People v. Bell

—Appeal by the defen*584dant from a judgment of the County Court, Nassau County (Wexner, J.), rendered May 31, 1990, convicting him of murder in the second degree (two counts), arson in the first degree, burglary in the second degree, and petit larceny, upon a jury verdict, and imposing sentence. The appeal brings up for review the denial, after a hearing, of that branch of the defendant’s omnibus motion which was to suppress his statements to law enforcement officials and certain physical evidence.

Ordered that the judgment is affirmed.

Contrary to the defendant’s contentions, we find that the hearing court properly denied suppression of the defendant’s oral and written statements to the police and the physical evidence later found in his apartment.

The circumstances leading up to the defendant’s initial inculpatory statement were entirely consistent with an investigatory rather than a custodial interview (see, People v Yukl, 25 NY2d 585, 589, cert denied 400 US 851; People v Centano, 76 NY2d 837; People v Bailey, 140 AD2d 356, 358; People v Oates, 104 AD2d 907; cf., People v McIntyre, 138 AD2d 634; People v Travis, 162 AD2d 807). The defendant’s statements were not the product of impermissible coercion; neither the conduct of the defendant, nor the conduct of the police, nor the conditions of the interrogation, indicate that those statements were made involuntarily (see, People v Llamas, 186 AD2d 685, 686).

The defendant’s waiver of his right to counsel during the investigative interview was effective, notwithstanding that he was represented by counsel on another pending charge at that time (see, People v Bing, 76 NY2d 331; People v Washington, 182 AD2d 791; People v Goodman, 166 AD2d 541).

After the police properly took the defendant’s oral and written statements, the defendant voluntarily signed a form consenting to a search of his apartment. That search resulted in the seizure of certain physical evidence. Therefore, the physical evidence was not obtained in violation of the defendant’s constitutional rights (see, Miranda v Arizona, 384 US 436; Rhode Is. v Innis, 446 US 291; People v Yukl, 25 NY2d 585, 589, cert denied 400 US 851, supra; People v Bailey, 140 AD2d, supra, at 358).

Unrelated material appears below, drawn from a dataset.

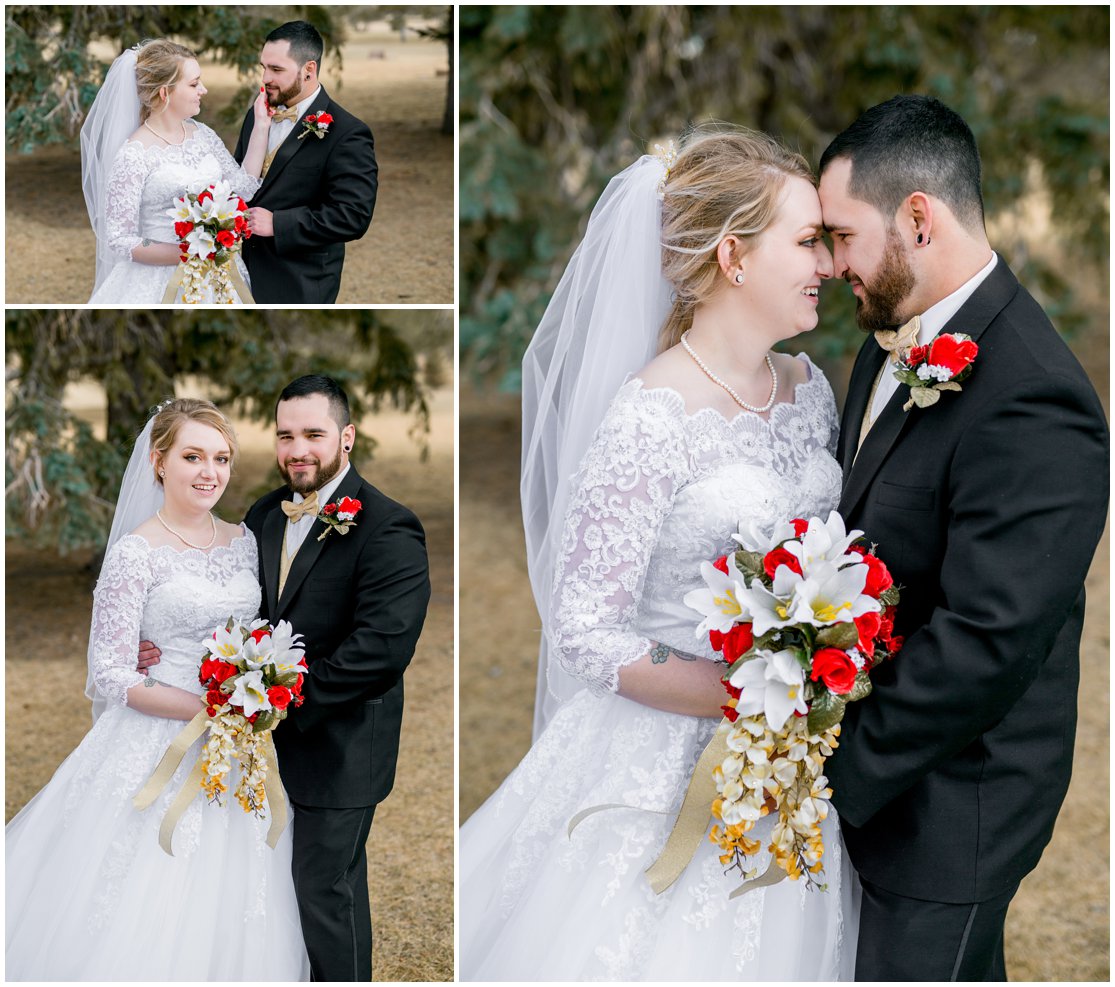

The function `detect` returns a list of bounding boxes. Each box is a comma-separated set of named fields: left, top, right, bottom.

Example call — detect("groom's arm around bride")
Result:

The defendant’s contention that the prosecutor employed three peremptory challenges during jury selection in a racially discriminatory manner (see, Batson v Kentucky, 476 US *58579) is unpreserved for appellate review as to two of these challenges (see, CPL 470.05 [2]; People v Bowman, 185 AD2d 891; People v Holland, 179 AD2d 822; People v Campanella, 176 AD2d 813). In any event, the claim as to all three is without merit (see, People v Hopkinson, 173 AD2d 731; see also, People v Epps, 176 AD2d 293; cf., People v Rodney, 192 AD2d 626).

We have examined the defendant’s remaining contentions and find that they are unpreserved for appellate review or without merit. Mangano, P. J., Sullivan, Miller and Pizzuto, JJ., concur.